Breach of duty Flashcards
Blythe v Birmingham Waterworks
Basic test - ‘omission’ to do what a reasonable man would have done. ‘Man on the Clapham Omnibus’ = objective standard.
Baker v Quantum Clothing Group
Basic test for industry - industrial standards; but they are not conclusive.
Nettleship v Weston
Learner driver is held to the same standard as a normal driver.
Phillips v Whiteley (William) Ltd
Skills. Lady gets ears pierced. A jeweller is expected to do what a jeweller would not, not what a suregon would do.
Mullin v Richards
Age. Two 15 year old school girls were fighting with plastic rulers. A ruler snapped and a splinter went into one of the girls eyes causing blindness. The girl brought an action against the other girl for her negligent action.
Held: The girl was only expected to meet the standard of a reasonable 15 year old school girl not that of a reasonable man. She was found not to be in breach of duty.
Orchard v Lee
Age. The Judge directed himself that the test he had to apply was whether an ordinarily prudent and reasonable 13 year old school boy would have realised that his actions gave rise to a risk of injury.
Mansfield v Weetabix
Disability. Diabetic person. To apply an objective standard in a way that did not take account of Mr Tarleton’s condition would be to impose strict liability. But that is not the law.”
Roe v Minister of Health
Timing as a factor in making assessment. Two claimants had been given an anaesthetic for minor operations. The anaesthetic had been contaminated with a sterilising fluid. This resulted in both claimants becoming permanently paralysed. The anaesthetic had become contaminated during storage. The anaesthetic was stored in glass ampoules which were emerged in the sterilising fluid. It transpired the ampoules had minute cracks which were not detectable with human eye. At the time it was not known that the anaesthetic could be contaminated in this way and the hospital followed a normal procedure in storing them this way.

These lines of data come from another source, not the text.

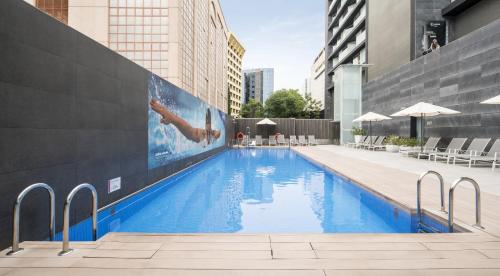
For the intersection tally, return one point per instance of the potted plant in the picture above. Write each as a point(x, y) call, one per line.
point(408, 143)
point(357, 132)
point(392, 143)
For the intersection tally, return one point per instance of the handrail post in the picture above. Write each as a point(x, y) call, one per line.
point(67, 205)
point(17, 212)
point(451, 203)
point(419, 192)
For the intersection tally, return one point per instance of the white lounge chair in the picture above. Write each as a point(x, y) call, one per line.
point(379, 144)
point(272, 140)
point(475, 155)
point(302, 140)
point(281, 140)
point(312, 140)
point(455, 145)
point(354, 144)
point(258, 140)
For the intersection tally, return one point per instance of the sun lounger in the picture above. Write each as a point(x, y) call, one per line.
point(367, 142)
point(312, 140)
point(429, 147)
point(272, 140)
point(474, 157)
point(281, 140)
point(302, 140)
point(258, 140)
point(455, 145)
point(354, 144)
point(379, 144)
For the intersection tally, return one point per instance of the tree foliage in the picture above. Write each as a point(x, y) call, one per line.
point(312, 108)
point(252, 109)
point(285, 103)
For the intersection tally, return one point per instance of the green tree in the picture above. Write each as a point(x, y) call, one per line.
point(285, 103)
point(312, 108)
point(252, 109)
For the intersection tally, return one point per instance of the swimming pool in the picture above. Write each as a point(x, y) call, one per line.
point(255, 191)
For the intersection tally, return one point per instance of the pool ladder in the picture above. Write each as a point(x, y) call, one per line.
point(17, 210)
point(451, 197)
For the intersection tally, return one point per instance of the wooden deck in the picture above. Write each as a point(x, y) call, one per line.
point(474, 253)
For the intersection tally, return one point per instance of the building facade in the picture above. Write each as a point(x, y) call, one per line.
point(345, 41)
point(258, 84)
point(236, 51)
point(317, 79)
point(183, 41)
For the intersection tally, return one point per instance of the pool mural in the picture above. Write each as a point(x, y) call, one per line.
point(179, 124)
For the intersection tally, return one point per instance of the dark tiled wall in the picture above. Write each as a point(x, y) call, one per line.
point(459, 76)
point(71, 111)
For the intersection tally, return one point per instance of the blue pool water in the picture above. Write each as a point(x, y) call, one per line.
point(254, 191)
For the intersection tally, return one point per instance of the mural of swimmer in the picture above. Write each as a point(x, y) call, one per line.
point(179, 124)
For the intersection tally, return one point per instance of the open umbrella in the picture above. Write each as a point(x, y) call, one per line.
point(494, 100)
point(266, 122)
point(371, 117)
point(423, 110)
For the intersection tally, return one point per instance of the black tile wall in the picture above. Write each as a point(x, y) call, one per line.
point(459, 76)
point(71, 111)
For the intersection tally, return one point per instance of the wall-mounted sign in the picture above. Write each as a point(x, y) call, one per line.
point(114, 184)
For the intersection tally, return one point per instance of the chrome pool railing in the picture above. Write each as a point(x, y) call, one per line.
point(17, 211)
point(451, 202)
point(67, 204)
point(419, 191)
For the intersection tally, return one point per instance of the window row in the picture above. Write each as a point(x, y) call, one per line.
point(154, 47)
point(138, 38)
point(137, 12)
point(138, 21)
point(139, 3)
point(138, 29)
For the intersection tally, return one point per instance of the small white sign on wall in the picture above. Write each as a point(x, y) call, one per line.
point(114, 184)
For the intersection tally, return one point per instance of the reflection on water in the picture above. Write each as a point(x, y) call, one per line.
point(258, 190)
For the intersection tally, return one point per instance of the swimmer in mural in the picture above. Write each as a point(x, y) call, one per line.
point(199, 135)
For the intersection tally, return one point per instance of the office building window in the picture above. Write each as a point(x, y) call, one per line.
point(55, 8)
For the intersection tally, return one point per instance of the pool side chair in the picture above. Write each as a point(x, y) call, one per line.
point(455, 145)
point(367, 142)
point(429, 147)
point(302, 140)
point(354, 144)
point(258, 140)
point(281, 140)
point(491, 156)
point(272, 140)
point(379, 144)
point(312, 140)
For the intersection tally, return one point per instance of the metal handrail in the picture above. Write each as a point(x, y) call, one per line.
point(419, 192)
point(67, 205)
point(451, 203)
point(17, 211)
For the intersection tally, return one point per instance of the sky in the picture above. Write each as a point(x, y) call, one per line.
point(282, 34)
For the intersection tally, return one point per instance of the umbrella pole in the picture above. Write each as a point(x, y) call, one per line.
point(370, 131)
point(422, 118)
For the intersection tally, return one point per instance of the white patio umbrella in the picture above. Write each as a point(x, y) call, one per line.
point(494, 100)
point(371, 117)
point(423, 110)
point(266, 122)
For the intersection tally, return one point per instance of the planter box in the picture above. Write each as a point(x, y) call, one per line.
point(392, 148)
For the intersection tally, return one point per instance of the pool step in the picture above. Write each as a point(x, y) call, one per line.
point(424, 228)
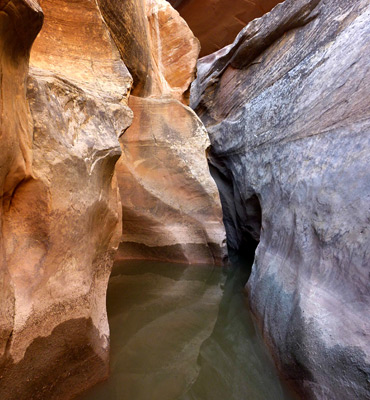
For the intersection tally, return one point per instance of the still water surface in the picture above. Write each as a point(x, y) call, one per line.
point(184, 333)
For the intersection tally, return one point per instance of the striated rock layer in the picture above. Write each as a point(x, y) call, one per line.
point(170, 204)
point(288, 113)
point(216, 22)
point(60, 210)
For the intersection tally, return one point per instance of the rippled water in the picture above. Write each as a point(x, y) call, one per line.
point(183, 333)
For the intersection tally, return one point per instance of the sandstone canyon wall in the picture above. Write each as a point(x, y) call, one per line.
point(216, 22)
point(60, 210)
point(170, 204)
point(63, 107)
point(288, 113)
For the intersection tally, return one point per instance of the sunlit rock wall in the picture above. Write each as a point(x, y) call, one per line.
point(216, 22)
point(288, 113)
point(170, 204)
point(60, 210)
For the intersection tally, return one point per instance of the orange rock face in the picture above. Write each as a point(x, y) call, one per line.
point(60, 212)
point(171, 209)
point(217, 22)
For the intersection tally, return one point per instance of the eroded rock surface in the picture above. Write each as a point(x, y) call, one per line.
point(216, 22)
point(288, 113)
point(170, 204)
point(61, 214)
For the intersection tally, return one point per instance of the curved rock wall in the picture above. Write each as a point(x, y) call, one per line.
point(61, 214)
point(170, 204)
point(287, 111)
point(216, 22)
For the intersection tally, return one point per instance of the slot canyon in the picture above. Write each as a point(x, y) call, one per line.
point(185, 191)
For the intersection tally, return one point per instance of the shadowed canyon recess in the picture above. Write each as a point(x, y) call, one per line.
point(118, 143)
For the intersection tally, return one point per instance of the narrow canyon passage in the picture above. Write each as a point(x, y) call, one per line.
point(184, 332)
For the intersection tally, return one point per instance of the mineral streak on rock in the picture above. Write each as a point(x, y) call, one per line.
point(288, 113)
point(171, 208)
point(61, 213)
point(216, 22)
point(20, 21)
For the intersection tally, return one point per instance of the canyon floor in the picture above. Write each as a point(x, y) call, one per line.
point(184, 332)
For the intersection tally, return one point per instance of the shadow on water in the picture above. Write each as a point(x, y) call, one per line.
point(184, 333)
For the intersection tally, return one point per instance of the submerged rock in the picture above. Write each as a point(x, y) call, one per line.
point(287, 111)
point(170, 204)
point(61, 220)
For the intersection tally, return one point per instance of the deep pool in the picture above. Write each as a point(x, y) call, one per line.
point(184, 333)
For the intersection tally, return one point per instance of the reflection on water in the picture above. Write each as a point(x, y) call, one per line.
point(183, 333)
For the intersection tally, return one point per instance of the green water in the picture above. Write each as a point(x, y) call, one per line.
point(184, 333)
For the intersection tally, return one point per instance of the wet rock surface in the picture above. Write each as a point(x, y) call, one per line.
point(183, 332)
point(290, 135)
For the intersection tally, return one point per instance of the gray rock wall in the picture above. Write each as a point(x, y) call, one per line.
point(288, 113)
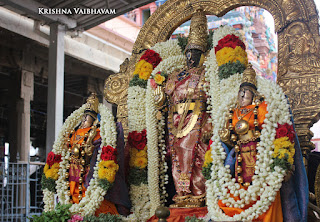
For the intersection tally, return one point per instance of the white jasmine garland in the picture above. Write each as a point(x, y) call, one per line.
point(266, 183)
point(48, 199)
point(94, 194)
point(167, 49)
point(136, 108)
point(140, 203)
point(142, 115)
point(170, 64)
point(153, 152)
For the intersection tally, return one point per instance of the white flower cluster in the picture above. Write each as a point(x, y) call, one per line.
point(266, 183)
point(170, 64)
point(163, 167)
point(213, 89)
point(48, 199)
point(142, 115)
point(153, 152)
point(222, 32)
point(167, 49)
point(136, 108)
point(212, 70)
point(140, 203)
point(94, 194)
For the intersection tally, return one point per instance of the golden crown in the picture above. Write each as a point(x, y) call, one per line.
point(92, 105)
point(198, 31)
point(249, 76)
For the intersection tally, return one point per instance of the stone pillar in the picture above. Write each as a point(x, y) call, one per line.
point(55, 84)
point(23, 118)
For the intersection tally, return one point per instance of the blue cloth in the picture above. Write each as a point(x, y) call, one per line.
point(294, 193)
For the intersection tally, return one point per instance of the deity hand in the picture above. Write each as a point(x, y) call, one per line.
point(159, 97)
point(224, 134)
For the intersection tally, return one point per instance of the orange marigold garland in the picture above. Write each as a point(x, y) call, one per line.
point(284, 146)
point(148, 61)
point(50, 172)
point(108, 167)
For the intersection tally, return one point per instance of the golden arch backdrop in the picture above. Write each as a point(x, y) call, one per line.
point(296, 23)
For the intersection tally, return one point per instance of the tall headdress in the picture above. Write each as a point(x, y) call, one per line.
point(198, 32)
point(92, 105)
point(249, 78)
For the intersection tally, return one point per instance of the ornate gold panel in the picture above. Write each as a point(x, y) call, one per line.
point(296, 22)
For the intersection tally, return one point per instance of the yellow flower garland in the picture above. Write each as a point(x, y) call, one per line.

Unforseeable risk as it was unknown at the time.
Compensation Act 2006, s.1
Utility of conduct
Social Action, Responsibility and Heroism Act 2014-15
Deterrent effect of potential liability as a factor in making the assessment.
Bolton v Stone
Probability of harm. Cricket ground, Ms Stone gets hit with a circket ball, the costs of prevention would be too high compared to the probability of harm.
The Wagon Mound (No 2)
The defendant’s vessel, The Wagon Mound, leaked furnace oil at a Wharf in Sydney Harbour due to the failure to close a valve. Some cotton debris became embroiled in the oil and sparks from some welding works ignited the oil. The fire spread rapidly causing destruction of some boats and the wharf.
Held: The defendants were in breach of duty. Although the likelihood of harm was low, the seriousness of harm was high and it would have cost nothing to prevent it.
Blair-Ford v CRS Adventures Ltd
Welly-wanging, teacher tetraplegig. The likelihood of an accident of the kind that occurred was ‘lacking such reality that it could have been disregarded’. Thus, in this case at least, there was not a foreseeable risk that any reasonable person would have considered. Therefore, no one was to blame for what was ultimately a tragic and freak accident.
Paris v Stepney BC
Greater DoC because Claimant only had one eye and was not given protective glasses
Latimer v AEC
Costs of precautions. A freak storm which flooded the factory. There was not enough sawdust to cover everything, but signs were displayed warning about the slippery floor. It would have been too expensive to close down the factory completely, so no breach.